Although both modern science and ancient metaphysics have the same goal of affecting or changing physical reality, they applied their symbols differently. The scientists and engineers seek to understand and modify the world through their use of mathematical symbols -- a process external to themselves. The mystics and shamen seek to understand and modify the world through their use of sacred symbols -- a process internal to themselves. Thus, the scientist/engineer/doctor performs the change at the physical pattern level, within space-time, whereas, the mystic/shamen/healer performs the change at the archetypal pattern level, beyond space-time.
To the ancients, numbers/letters were symbolic links to an aspect of a universal idea or quality beyond the physical. They represented fundamental "elements," -- a Mother language -- akin to the atomic elements from which the physical world is built and derives its structural order. These fundamental archetypes represent the underlying units or elements of ordering in the spaceless-timeless realm. New orderings of the fundamental archetypes result in acts of creation in space-time. The symbolic links to these fundamental archetypal patterns -- whether we see them or hear them -- are received by our sensory system. They map upon our body/brain and are experienced as feelings.
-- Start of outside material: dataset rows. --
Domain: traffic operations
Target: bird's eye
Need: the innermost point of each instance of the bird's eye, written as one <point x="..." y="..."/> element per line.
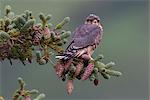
<point x="95" y="21"/>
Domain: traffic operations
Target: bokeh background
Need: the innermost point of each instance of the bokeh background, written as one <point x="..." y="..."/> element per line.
<point x="125" y="42"/>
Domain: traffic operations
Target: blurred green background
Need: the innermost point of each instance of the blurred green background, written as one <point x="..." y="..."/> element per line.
<point x="125" y="42"/>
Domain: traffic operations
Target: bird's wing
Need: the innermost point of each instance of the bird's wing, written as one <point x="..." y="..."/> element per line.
<point x="84" y="36"/>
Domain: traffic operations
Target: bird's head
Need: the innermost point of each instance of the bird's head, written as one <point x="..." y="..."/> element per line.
<point x="93" y="19"/>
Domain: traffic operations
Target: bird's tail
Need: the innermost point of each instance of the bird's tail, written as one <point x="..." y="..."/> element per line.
<point x="62" y="65"/>
<point x="66" y="56"/>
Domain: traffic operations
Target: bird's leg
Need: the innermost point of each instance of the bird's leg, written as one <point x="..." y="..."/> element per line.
<point x="78" y="69"/>
<point x="68" y="64"/>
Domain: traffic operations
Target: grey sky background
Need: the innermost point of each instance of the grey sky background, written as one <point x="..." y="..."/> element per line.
<point x="125" y="42"/>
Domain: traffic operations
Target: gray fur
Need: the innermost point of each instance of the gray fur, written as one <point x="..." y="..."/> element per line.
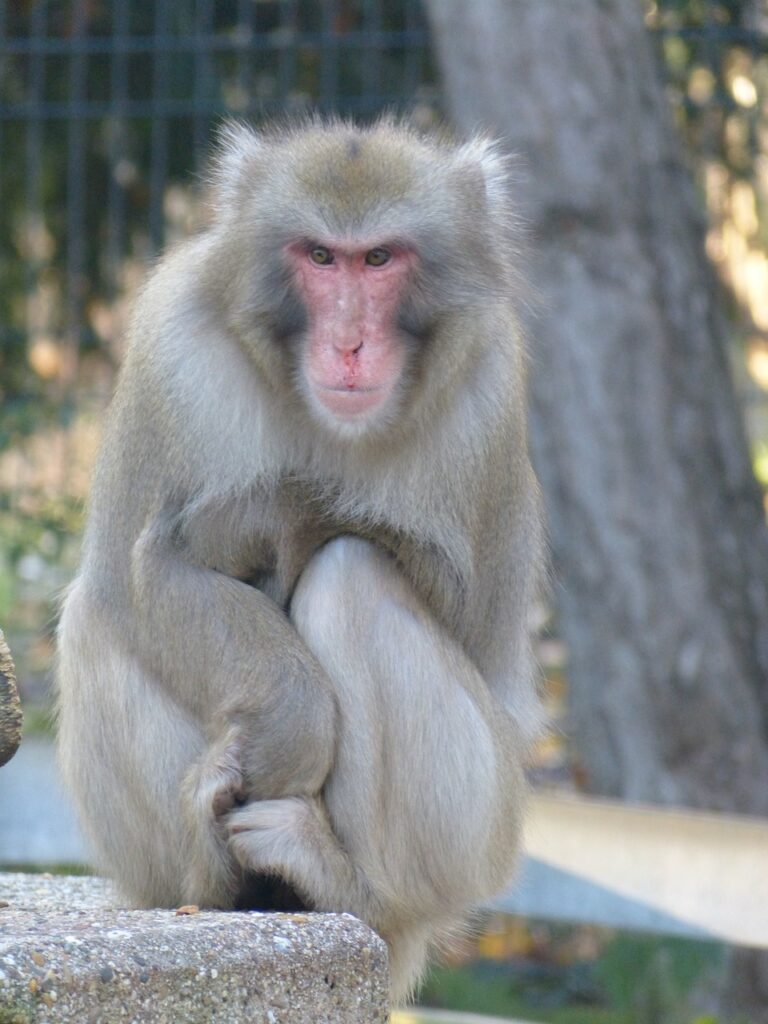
<point x="292" y="650"/>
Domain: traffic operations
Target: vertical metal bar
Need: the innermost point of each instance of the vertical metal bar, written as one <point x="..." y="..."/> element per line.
<point x="288" y="53"/>
<point x="203" y="77"/>
<point x="3" y="34"/>
<point x="245" y="34"/>
<point x="329" y="56"/>
<point x="372" y="51"/>
<point x="414" y="54"/>
<point x="159" y="155"/>
<point x="76" y="187"/>
<point x="117" y="144"/>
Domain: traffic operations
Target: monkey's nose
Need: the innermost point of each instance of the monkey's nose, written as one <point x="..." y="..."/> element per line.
<point x="348" y="346"/>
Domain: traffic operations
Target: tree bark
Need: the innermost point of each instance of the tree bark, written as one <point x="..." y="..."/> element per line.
<point x="658" y="535"/>
<point x="10" y="707"/>
<point x="659" y="542"/>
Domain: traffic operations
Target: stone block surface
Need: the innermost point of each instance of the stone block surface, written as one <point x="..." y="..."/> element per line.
<point x="69" y="952"/>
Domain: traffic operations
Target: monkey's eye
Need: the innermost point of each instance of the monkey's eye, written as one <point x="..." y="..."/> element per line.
<point x="321" y="255"/>
<point x="378" y="257"/>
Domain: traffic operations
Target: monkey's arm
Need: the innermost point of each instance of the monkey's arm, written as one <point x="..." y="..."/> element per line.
<point x="230" y="656"/>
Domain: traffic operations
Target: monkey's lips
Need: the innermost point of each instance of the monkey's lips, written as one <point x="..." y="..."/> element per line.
<point x="350" y="401"/>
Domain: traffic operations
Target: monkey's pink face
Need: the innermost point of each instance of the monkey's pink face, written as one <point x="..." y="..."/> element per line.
<point x="354" y="355"/>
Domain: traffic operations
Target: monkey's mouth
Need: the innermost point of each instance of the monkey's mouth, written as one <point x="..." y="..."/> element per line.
<point x="353" y="399"/>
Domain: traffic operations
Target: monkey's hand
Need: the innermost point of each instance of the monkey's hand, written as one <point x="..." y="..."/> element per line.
<point x="211" y="790"/>
<point x="293" y="838"/>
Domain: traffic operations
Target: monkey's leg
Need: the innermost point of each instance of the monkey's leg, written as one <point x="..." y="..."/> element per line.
<point x="424" y="796"/>
<point x="231" y="698"/>
<point x="125" y="747"/>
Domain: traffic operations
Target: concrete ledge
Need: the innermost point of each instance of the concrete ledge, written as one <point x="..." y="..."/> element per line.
<point x="68" y="954"/>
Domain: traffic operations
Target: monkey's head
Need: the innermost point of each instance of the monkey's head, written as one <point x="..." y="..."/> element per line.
<point x="346" y="249"/>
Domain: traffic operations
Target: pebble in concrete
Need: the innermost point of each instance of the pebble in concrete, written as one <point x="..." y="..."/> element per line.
<point x="68" y="953"/>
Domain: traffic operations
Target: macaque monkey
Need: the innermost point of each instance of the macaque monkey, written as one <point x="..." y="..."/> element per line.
<point x="295" y="669"/>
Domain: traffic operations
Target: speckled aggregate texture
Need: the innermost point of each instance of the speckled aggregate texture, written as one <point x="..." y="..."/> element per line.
<point x="68" y="952"/>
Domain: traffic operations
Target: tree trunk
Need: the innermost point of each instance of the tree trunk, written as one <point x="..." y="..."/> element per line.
<point x="658" y="537"/>
<point x="659" y="542"/>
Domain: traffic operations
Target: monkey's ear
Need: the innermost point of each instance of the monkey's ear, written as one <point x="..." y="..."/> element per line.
<point x="239" y="153"/>
<point x="484" y="157"/>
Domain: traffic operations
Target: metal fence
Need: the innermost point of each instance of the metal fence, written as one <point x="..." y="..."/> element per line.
<point x="107" y="108"/>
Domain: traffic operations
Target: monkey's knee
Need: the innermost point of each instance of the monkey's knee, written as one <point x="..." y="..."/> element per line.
<point x="336" y="578"/>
Could our scientific symbol system known as mathematics, when it is applied to the higher dimensional spaces, be charting characteristics of the order beyond space-time? Thus, the abstract spaces of mathematical physics may correspond to the order that creates the reality we experience.
Lending support to this view is the work of Dr. Tom Adi and the computer software applications developed from his ideas. This software is based upon a patented new linguistic and cognitive theory that assumes letter/number symbols to have inherent meaning. Each symbol acts upon our mind/body in a unique way.